Doubts with the cropping after deconv

Question

Doubts with the cropping after deconv

dokutagero opened this issue 7 years ago · 5 comments

Hey @wkentaro, I still have a doubt regarding the cropping performed after the transposed convolution. It's more of a conceptual doubt than code itself but maybe some other people might benefit from this doubt.

In the gist that you provided in the other issue I opened regarding the cropping I understand that after a x32 downsample, when upsampling, depending on the input size there might be an offset (if the size is not divisible by 32) and that's the reason of the cropping. Initially I thought that if I want to train with variable input sizes I have to modify that cropping to match the corresponding offset for that size.

I tried infering images from my dataset using the infer.py code but I realized that checking the size of the prediction it matches the input size for different sizes, while I was expecting a different size. Shouldn't I modify the offset accordingly and why is the output matching the input size with a fixed crop of 19? I would highly appreciate if you could help me solving this doubt.

Thanks again!

Answer 1 · 2017-11-19T13:05:38.000Z

Oh OK, nevermind. Of course the size matches because you are slicing from that offset the size of the input. Case solved.

In any case, For training with variable input sizes I should adjust that crop to the corresponding one, right?

Answer 2 · 2017-11-25T07:26:53.000Z

In any case, For training with variable input sizes I should adjust that crop to the corresponding one, right?

You don't need to do it.
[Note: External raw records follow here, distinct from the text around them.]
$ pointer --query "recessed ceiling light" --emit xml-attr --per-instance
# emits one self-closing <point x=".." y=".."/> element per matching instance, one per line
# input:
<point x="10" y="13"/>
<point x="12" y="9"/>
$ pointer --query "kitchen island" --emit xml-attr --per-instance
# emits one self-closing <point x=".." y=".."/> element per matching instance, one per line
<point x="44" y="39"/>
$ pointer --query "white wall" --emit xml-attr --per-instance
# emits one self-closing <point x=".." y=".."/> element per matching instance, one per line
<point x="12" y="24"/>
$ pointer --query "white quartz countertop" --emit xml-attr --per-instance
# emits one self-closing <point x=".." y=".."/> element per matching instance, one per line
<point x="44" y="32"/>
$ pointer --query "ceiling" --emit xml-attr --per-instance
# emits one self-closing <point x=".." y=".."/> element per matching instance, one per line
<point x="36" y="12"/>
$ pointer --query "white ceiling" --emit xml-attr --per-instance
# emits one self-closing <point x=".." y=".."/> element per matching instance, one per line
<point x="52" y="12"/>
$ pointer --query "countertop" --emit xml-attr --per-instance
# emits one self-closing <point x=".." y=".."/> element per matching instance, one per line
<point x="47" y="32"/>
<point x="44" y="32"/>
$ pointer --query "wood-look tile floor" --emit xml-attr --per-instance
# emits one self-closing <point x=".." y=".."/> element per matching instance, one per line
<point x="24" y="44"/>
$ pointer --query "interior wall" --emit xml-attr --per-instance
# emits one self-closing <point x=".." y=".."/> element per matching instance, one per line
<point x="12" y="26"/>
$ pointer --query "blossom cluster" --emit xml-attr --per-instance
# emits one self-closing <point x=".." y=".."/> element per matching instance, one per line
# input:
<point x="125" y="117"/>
The network automatically manages that alignment by training as described in the original work.

Answer 3 · 2017-11-25T08:08:30.000Z

Oh, ok, thanks for pointing out the FAQ, I was unsure about the initial 100px padding.

My doubt came because in the original Caffee implementation, there is a crop layer in which explicitely one of the arguments to the function is the input data, so that cropping is going to be variable for different input sizes.

 n.upscore = L.Deconvolution(n.score_fr,
        convolution_param=dict(num_output=21, kernel_size=64, stride=32,
            bias_term=False),
        param=[dict(lr_mult=0)])
n.score = crop(n.upscore, n.data)

On the other hand, hardcoding a fixed crop for different sizes it's still difficult for me to follow if it is going to be aligned with the original label. I guess I have to check the Crop layer implementation from Caffe to fully understand the alignment of the crops.

Answer 4 · 2017-11-26T05:05:38.000Z

Maybe you'd like to understand the behavior of crop_map_from_to in caffe.coord_map. https://github.com/BVLC/caffe/blob/master/python/caffe/coord_map.py#L178
But I think it does the exact same thing as the gist https://gist.github.com/wkentaro/1d32e54535f0486d09e962302a9bc068#file-get_fcn32s_offsets-py.

Also, you can check the decided offset (19) in the prototxt.
https://github.com/shelhamer/fcn.berkeleyvision.org/blob/affc85ff245099dbde06609d66ed08d73411f4ad/voc-fcn32s/train.prototxt#L509-L519

Answer 5 · 2017-11-26T08:29:21.000Z

Thanks for the info again, I really appreciate all the feedback you provide. I will give a try to train my dataset without any modification to the code.

I will also take a closer look to the code of crop_map_from_to to have a better understanding of the network. Intuitively I didn't find clear the fixed cropping when it comes to alignment for different sized image-label pairs.

If by any chance I find something I'm not sure or I don't find a clear correspondence with the code from the official implementation, I will let you know.